Molecular genetic studies of the human malaria parasite Plasmodium falciparum have been hampered in part due to difficulties in stably cloning and propagating parasite genomic DNA in bacteria. This is thought to be a result of the unusual A+T bias (>80%) in the parasite's DNA. Pulsed-field gel electrophoretic separation of P. falciparum chromosomes has shown that large chromosomal polymorphisms, resulting from the deletion of DNA from chromosome ends, frequently occur. Understanding the biological implications of this chromosomal polymorphism will require the analysis of large regions of genomic, and in particular telomeric, DNA. To overcome the limitations of cloning parasite DNA in bacteria, we have cloned genomic DNA from the P. falciparum strain FCR3 in yeast as artificial chromosomes.
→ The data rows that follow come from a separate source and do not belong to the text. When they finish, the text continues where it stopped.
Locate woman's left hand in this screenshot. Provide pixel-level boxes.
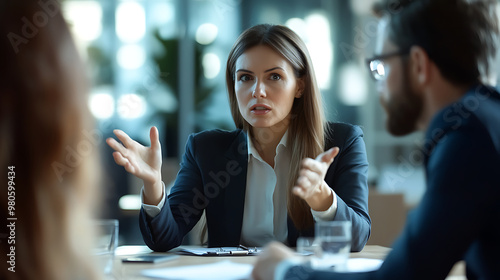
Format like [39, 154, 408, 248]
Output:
[292, 147, 340, 211]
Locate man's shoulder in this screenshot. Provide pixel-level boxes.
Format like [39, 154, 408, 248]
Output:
[325, 122, 363, 149]
[427, 85, 500, 154]
[191, 129, 245, 147]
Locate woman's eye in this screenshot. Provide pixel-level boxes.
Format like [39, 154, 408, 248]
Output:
[271, 74, 281, 81]
[239, 74, 251, 82]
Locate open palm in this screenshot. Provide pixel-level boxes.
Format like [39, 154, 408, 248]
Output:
[106, 127, 161, 185]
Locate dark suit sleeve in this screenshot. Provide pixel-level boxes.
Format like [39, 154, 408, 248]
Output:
[286, 117, 500, 280]
[139, 135, 207, 251]
[325, 124, 371, 252]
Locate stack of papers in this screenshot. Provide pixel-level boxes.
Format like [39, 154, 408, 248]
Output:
[142, 261, 253, 280]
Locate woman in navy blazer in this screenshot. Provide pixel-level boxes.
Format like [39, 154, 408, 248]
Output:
[107, 25, 371, 251]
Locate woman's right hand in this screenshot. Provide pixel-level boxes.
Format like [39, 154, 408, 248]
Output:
[106, 127, 163, 205]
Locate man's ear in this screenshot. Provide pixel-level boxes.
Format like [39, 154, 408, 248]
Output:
[295, 78, 305, 98]
[409, 46, 431, 86]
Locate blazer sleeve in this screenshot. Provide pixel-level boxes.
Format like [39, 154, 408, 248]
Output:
[325, 123, 371, 252]
[139, 135, 203, 252]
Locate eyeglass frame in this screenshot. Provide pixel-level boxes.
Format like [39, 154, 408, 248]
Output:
[366, 50, 409, 81]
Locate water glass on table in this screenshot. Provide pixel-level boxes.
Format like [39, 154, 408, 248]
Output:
[92, 219, 118, 279]
[315, 221, 352, 270]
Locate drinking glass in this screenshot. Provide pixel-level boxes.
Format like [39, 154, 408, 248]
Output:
[92, 219, 118, 279]
[315, 221, 352, 270]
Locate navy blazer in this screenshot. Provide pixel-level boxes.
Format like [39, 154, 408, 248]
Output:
[139, 123, 371, 251]
[286, 85, 500, 280]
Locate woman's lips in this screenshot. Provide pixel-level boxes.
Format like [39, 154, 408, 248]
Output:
[250, 105, 271, 115]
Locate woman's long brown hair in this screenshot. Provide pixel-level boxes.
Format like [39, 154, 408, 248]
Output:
[0, 0, 97, 280]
A pYAC4 library with an average insert size of approximately 100 kb was established and found to have a three to fourfold redundancy for single-copy genes. Unlike bacterial hosts, yeast stably maintain and propagate large tracts of parasite DNA. Long-range restriction enzyme mapping of YAC clones demonstrates that the cloned DNA is contiguous and identical to the native parasite genomic DNA. Since the telomeric ends of chromosomes are underrepresented in YAC libraries, we have enriched for these sequences by cloning P. falciparum telomeric DNA fragments (from 40 to 130 kb) as YACs by complementation in yeast.